Aiming to keep pace with the rise in global investing and securities processing, State Street Boston Corp. is upgrading foreign offices.

The bank's Toronto-based Canadian affiliate, State Street Canada Inc., has been granted a federal trust license and will operate under the name State Street Trust Company Canada.

The company said it plans to use its new license to set up treasury operations and provide banking, trading, and risk management services. The new license also will allow State Street to act as a trustee for pension funds, deferred income plans and pooled investments, and serve as a custodian for Canadian mutual funds.

Marshall N. Carter, chairman and chief executive, said State Street plans to further invest in products and technology in Canada in order to expand services to institutional investors.

State Street recently obtained a banking license for an office in Munich. The Boston-based bank also has applied to Taiwanese banking authorities to upgrade its representative office in Taipei to a branch. State Street plans to develop short-term trade financing to Taiwanese companies and market the bank's custody and asset management services.

Offices in other countries are also slated for improvements and expansion, Mr. Carter said.

State Street, the second largest securities custodian among U.S. banks after Bank of New York Co., has approximately $1.9 trillion assets under custody and $180 million in assets under management.

The bank's decision to upgrade its network of offices in 16 foreign countries comes as cross-border investments by institutional investors is increasing and as the U.S. securities custody and processing business is consolidating.

As part of the consolidation trend, the bank this month acquired BayBank Inc.'s corporate bond trusteeship business which has $4.4 billion in assets.

"There are about 70 countries around the world you can invest in with reasonable security," Mr. Carter said. "You can no longer manage the increased complexity of cross-border investments without massive computer power and global custodians."

Mr. Carter estimated worldwide securities investments now total $24.5 trillion. Roughly $15 trillion of that is invested in bonds and $9.5 trillion in equities.

He added that an aging population worldwide, and a need to build alternative retirement funds to government-sponsored social security programs is likely to increase the market for domestic as well as international investments in securities.

Around 16% of the population in industrialized countries is now 60 years or older, but that figure could rise to as high as 33% by the year 2030, Mr. Carter said.

"There will be a substantial increase in pension fund assets," he predicted.

Analysts did not dispute Mr. Carter's views or his commitment to taking a long-term view. But they insisted the trends he outlined are occurring slowly. They said State Street faces more immediate problems in the near term, particularly in the United States.

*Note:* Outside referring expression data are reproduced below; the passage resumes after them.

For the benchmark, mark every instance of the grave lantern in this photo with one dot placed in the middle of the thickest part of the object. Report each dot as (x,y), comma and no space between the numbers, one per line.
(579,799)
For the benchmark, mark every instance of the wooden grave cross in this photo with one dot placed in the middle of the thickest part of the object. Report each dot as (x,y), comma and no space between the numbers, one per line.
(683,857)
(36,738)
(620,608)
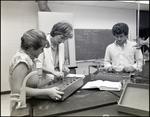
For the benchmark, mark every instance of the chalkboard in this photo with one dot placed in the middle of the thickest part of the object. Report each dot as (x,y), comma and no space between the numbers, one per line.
(91,43)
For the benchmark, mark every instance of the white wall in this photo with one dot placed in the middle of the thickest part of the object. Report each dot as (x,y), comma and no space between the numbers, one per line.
(20,16)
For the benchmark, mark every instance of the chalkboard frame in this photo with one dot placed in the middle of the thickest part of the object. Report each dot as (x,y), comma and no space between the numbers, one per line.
(90,44)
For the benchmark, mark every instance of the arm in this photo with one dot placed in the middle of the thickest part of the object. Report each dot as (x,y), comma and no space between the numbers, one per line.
(138,60)
(18,76)
(107,59)
(50,71)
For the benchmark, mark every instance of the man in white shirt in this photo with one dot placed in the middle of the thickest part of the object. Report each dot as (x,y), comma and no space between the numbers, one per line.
(53,57)
(122,56)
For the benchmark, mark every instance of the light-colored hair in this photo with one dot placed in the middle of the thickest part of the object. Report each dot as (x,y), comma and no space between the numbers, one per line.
(33,38)
(62,28)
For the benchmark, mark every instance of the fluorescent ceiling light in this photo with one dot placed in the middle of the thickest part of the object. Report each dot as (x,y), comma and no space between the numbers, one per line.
(142,2)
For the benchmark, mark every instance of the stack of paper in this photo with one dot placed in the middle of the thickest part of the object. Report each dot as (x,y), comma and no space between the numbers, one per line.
(103,85)
(76,75)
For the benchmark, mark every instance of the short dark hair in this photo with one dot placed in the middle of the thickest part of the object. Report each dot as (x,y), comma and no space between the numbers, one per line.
(120,28)
(62,28)
(33,38)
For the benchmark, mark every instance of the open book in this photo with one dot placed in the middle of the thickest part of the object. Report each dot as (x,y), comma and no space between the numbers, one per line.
(103,85)
(76,75)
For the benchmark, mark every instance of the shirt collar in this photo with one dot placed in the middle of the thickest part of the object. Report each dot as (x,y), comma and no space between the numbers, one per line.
(122,45)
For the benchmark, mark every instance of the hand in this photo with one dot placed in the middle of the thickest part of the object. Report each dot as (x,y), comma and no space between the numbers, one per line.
(54,93)
(66,69)
(129,69)
(110,69)
(140,42)
(58,74)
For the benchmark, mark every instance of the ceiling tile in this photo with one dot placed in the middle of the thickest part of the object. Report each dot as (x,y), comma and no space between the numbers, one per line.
(85,3)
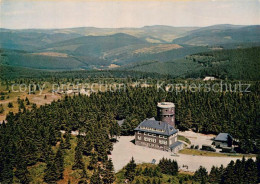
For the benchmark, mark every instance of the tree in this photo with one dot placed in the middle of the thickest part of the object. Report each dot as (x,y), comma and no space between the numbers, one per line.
(201,175)
(78,161)
(51,172)
(21,171)
(130,170)
(10,105)
(95,178)
(109,175)
(251,171)
(67,144)
(1,108)
(59,161)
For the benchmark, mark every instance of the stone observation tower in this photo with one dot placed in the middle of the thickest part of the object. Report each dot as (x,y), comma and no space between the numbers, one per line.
(166,112)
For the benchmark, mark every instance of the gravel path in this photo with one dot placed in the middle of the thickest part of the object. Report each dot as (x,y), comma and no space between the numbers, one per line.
(124,150)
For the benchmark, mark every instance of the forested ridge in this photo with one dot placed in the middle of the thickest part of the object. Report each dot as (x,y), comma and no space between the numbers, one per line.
(244,171)
(28,136)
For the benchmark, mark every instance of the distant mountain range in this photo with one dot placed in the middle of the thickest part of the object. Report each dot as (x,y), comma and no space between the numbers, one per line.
(90,48)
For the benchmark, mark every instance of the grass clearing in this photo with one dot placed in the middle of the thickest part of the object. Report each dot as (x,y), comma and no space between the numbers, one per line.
(182,138)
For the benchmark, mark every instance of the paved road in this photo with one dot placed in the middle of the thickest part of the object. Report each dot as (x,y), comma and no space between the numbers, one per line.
(124,150)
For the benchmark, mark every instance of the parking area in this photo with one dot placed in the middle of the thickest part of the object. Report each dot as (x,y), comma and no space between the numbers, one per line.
(124,150)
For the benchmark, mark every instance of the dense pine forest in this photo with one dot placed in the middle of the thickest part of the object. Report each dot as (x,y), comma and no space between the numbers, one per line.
(241,171)
(34,136)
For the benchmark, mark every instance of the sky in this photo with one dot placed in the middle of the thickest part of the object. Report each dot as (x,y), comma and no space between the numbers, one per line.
(24,14)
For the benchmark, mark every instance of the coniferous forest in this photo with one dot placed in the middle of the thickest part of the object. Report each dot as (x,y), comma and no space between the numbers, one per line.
(33,136)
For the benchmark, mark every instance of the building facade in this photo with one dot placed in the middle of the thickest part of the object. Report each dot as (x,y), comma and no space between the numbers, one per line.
(223,140)
(159,134)
(166,112)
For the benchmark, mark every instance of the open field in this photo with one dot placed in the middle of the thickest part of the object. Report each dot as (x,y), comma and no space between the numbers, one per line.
(212,154)
(38,98)
(125,149)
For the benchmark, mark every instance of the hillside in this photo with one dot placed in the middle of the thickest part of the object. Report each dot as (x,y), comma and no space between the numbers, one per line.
(224,34)
(94,45)
(240,64)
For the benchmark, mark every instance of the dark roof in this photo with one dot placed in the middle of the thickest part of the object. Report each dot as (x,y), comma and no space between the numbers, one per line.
(223,137)
(176,144)
(151,123)
(120,122)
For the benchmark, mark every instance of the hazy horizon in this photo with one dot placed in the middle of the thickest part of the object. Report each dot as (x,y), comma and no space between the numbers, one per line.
(31,14)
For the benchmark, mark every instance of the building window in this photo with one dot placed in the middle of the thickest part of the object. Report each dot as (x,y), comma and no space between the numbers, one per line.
(163,142)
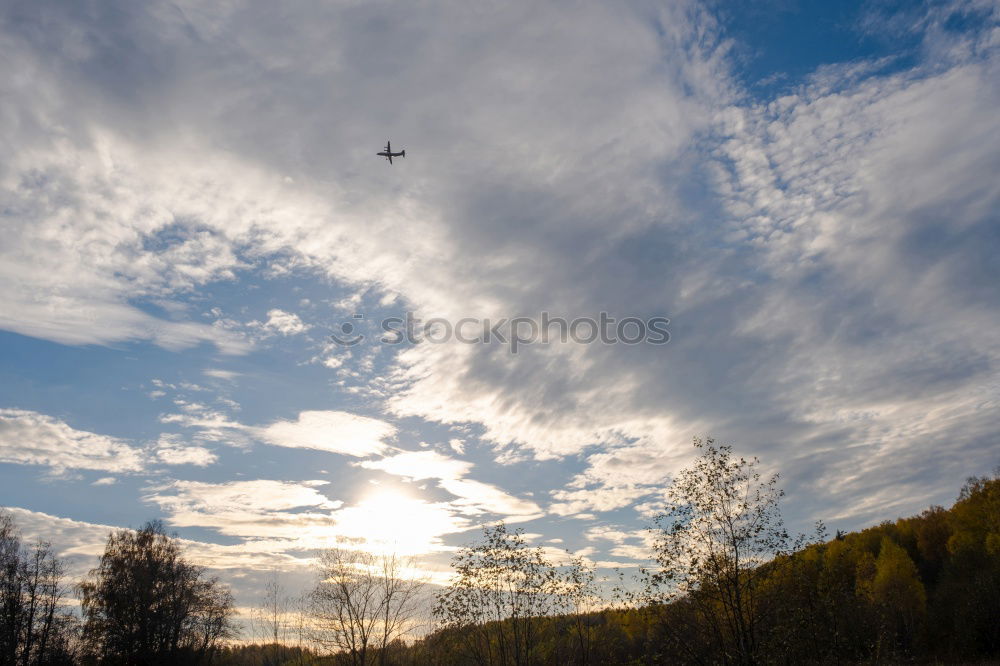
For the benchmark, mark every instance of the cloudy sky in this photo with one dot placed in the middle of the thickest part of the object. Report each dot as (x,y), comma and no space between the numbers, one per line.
(190,205)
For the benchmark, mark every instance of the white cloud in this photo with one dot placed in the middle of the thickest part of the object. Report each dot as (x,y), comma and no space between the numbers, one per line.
(333,431)
(172,451)
(30,438)
(474,498)
(419,465)
(285,323)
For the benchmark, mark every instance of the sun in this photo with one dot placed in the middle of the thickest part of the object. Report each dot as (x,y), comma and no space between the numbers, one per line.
(391,521)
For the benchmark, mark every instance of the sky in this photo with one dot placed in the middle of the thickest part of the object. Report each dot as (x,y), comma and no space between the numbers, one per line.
(191,206)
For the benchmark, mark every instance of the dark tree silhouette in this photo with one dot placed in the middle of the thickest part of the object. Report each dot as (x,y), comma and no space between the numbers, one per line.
(145,605)
(32,629)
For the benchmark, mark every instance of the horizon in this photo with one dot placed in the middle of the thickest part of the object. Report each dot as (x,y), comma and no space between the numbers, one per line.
(208,272)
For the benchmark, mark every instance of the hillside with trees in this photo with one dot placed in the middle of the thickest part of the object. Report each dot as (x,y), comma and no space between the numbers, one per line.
(727,584)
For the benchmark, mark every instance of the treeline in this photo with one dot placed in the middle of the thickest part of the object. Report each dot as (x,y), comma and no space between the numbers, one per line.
(143,605)
(922,589)
(728,585)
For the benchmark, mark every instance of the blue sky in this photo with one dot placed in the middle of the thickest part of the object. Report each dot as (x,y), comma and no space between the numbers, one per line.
(191,205)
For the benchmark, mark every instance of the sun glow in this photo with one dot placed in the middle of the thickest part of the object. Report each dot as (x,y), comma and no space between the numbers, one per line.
(392,521)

"Global trends are strong, but developing only gradually," said David L. Verlander, an analyst with NatWest Securities Corp. "At the same time, the company must contend with severe price competition and a hostile operating environment."

The analyst also suggested State Street might need to reconsider its longstanding policy of building its business from within and opt for further acquisitions in order to strengthen its U.S. franchise.

There is growing competition on pricing in the securities custody business, Mr. Verlander said.